Capodagli holds a bachelor’s of science and doctorate in physical therapy from Nazareth College in Rochester. She and her husband, Greg, who works in marketing at Fisher-Price, live in West Seneca.
She started in pediatrics PT after college working in homes with parents of newborns and toddlers. “That is how I met a lot of new moms and they would share, fairly openly, some of the symptoms they had. And they would say, ‘That’s normal after childbirth.’ I always feel that symptoms of pain and symptoms that disrupt normal urinary function are not normal. They’re just really common.”

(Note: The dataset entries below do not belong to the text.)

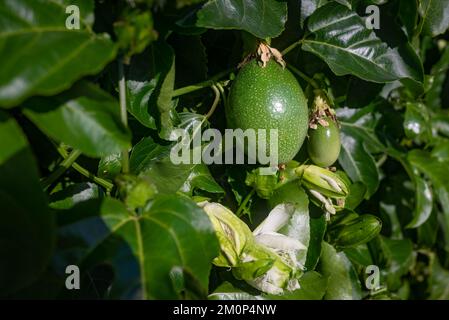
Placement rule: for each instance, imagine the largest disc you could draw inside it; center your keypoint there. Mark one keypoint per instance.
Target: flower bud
(232, 233)
(321, 180)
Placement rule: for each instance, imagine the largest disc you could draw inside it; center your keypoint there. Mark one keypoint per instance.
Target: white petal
(279, 241)
(276, 219)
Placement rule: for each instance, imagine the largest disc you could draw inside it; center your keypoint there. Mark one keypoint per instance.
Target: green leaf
(399, 255)
(201, 178)
(357, 162)
(145, 153)
(439, 281)
(359, 255)
(343, 283)
(144, 249)
(435, 169)
(150, 88)
(416, 122)
(318, 226)
(27, 231)
(85, 117)
(34, 29)
(264, 19)
(435, 16)
(348, 47)
(73, 194)
(408, 13)
(110, 166)
(439, 73)
(424, 203)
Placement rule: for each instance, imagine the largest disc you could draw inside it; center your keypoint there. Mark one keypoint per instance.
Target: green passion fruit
(267, 98)
(324, 144)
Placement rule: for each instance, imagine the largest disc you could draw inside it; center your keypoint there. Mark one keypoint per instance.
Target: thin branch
(123, 112)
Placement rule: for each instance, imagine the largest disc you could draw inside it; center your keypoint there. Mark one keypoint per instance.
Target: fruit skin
(323, 144)
(269, 98)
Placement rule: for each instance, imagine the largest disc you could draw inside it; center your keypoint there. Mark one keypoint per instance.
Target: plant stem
(215, 103)
(123, 112)
(244, 203)
(63, 167)
(105, 184)
(201, 85)
(223, 94)
(304, 76)
(291, 47)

She went on to work at Roswell Park Cancer Institute, helping men address urinary and other symptoms after prostate surgery, and opened her own practice in late 2013 after seeing the need for people of all ages to try conservative, nonsurgical ways to prevent and address incontinence, frequent urination, pain with intercourse and related issues.
Q. Talk about your patients.
I’ve had patients from 12 to 85. I range about 60/40 women to men. I see more postpartum. In terms of pain, it’s probably 50/50. In terms of urinary systems, I do so mostly with women. For men, it correlates to the best time to have prostate surgeries. … I take a lot of time with patients. My evaluation is close to an hour and a half. I don’t treat shoulders or knees. I only do pelvic floor. I want to be known as the specialist for this in the area.

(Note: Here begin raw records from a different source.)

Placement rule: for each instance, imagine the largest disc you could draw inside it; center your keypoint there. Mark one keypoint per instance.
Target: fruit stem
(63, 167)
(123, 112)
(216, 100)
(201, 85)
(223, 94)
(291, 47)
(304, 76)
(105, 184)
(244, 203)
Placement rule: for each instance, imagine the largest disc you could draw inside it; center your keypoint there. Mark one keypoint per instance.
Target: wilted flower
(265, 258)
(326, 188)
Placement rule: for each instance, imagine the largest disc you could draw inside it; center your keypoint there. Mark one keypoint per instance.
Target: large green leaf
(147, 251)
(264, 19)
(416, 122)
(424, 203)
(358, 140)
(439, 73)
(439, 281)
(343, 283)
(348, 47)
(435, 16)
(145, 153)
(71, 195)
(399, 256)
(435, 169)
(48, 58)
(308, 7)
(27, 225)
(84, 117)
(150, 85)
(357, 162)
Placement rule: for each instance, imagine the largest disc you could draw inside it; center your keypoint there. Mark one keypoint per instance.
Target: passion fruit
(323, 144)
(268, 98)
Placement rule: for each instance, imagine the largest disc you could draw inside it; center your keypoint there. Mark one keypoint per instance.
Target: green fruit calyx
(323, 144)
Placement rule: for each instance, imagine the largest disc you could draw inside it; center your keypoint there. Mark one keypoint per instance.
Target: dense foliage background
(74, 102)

When patients come in and have these symptoms that they’re embarrassed about, sometimes they’re confused and made to feel this is all in their head. There really is something going on physiologically. I have so much empathy. I can share that there was once a period in my life where I had pelvic pain and my physician basically said to tough it out. That was something I had to navigate. I’m aware of what to do but I know there are people out there who don’t know what to do. It’s almost an injustice in our health care system.
It’s musculoskeletal but also neurological in terms of how our muscles can work and how our muscles can change. I really believe that we’re well made and there’s a backup system for a backup system. When we can really get the body going in the right direction, there’s so much potential for healing.

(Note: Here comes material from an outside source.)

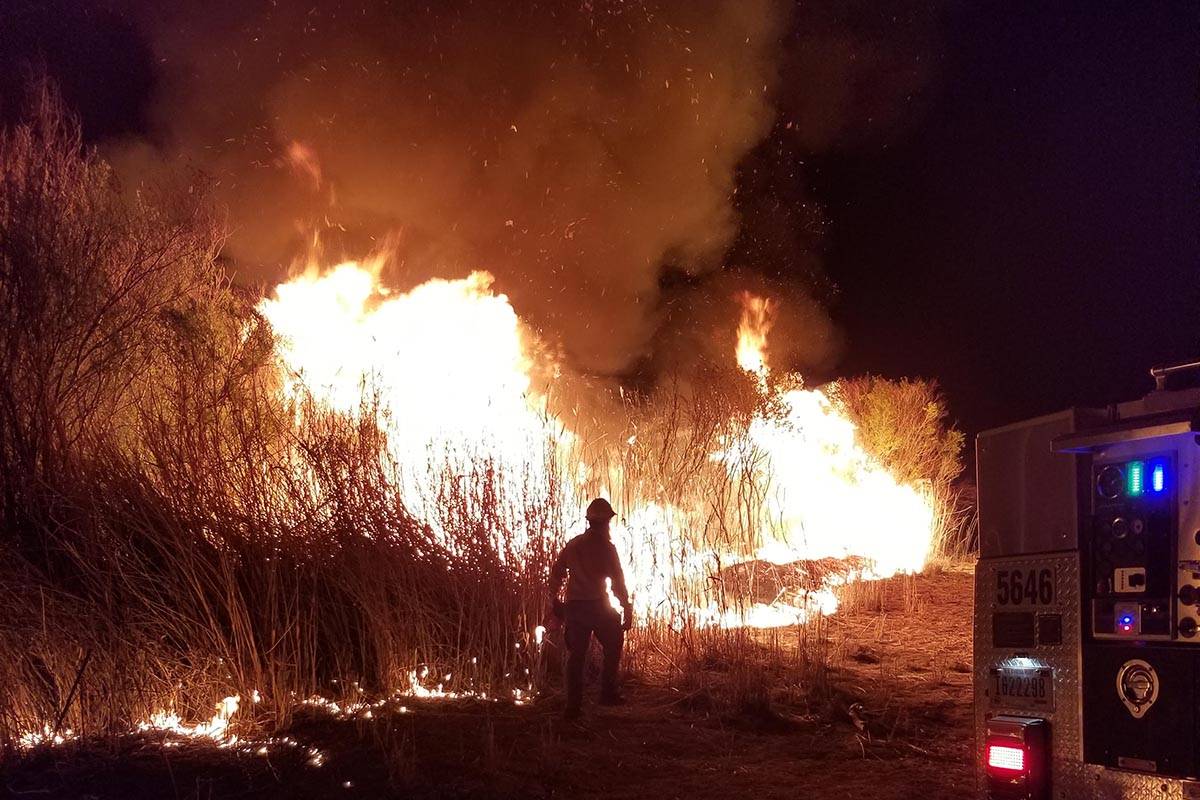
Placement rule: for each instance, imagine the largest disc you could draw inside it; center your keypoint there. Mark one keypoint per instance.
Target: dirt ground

Q. Explain the pelvic floor.
If you were looking down at your pelvis, you have a pubic bone and tailbone. It’s really the whole pelvis, the pelvic bowl. If these muscles were not there, we would have a big hole in the bottom of our pelvis. The muscles serve as support. There’s a lot of pressure in this area. Everything in the abdominal cavity is essentially putting some pressure on these muscles.
Q. Talk about common urinary issues.
If it’s urinary leaking, a lot of times it’s stress incontinence and urge incontinence. We end up doing a lot of figuring out where the muscles are starting, if we need to strengthen them or if we need to get them more coordinated and work on some behavioral or habitual things that people do. So a ton of what I do is coaching to get your body going in the right direction.
Q. Can you talk about preventing future problems?
I had an 84-year-old woman who preventively did squats and other exercises to protect her pelvic floor. If you’re going often during the night, provide some consistency about how often you go during the day. Avoid GJICing. It’s an acronym for “Going Just in Case.” Normal frequency is between two and four hours, so if you’re going every 45 minutes, it’s not a good plan to jump to two hours right away. Gradually add time.
Another thing that women are notorious for doing: If we’re in a public place, we’re afraid to sit on the toilet, so we hover. Do your pelvic floor a favor and make a nest and sit on it.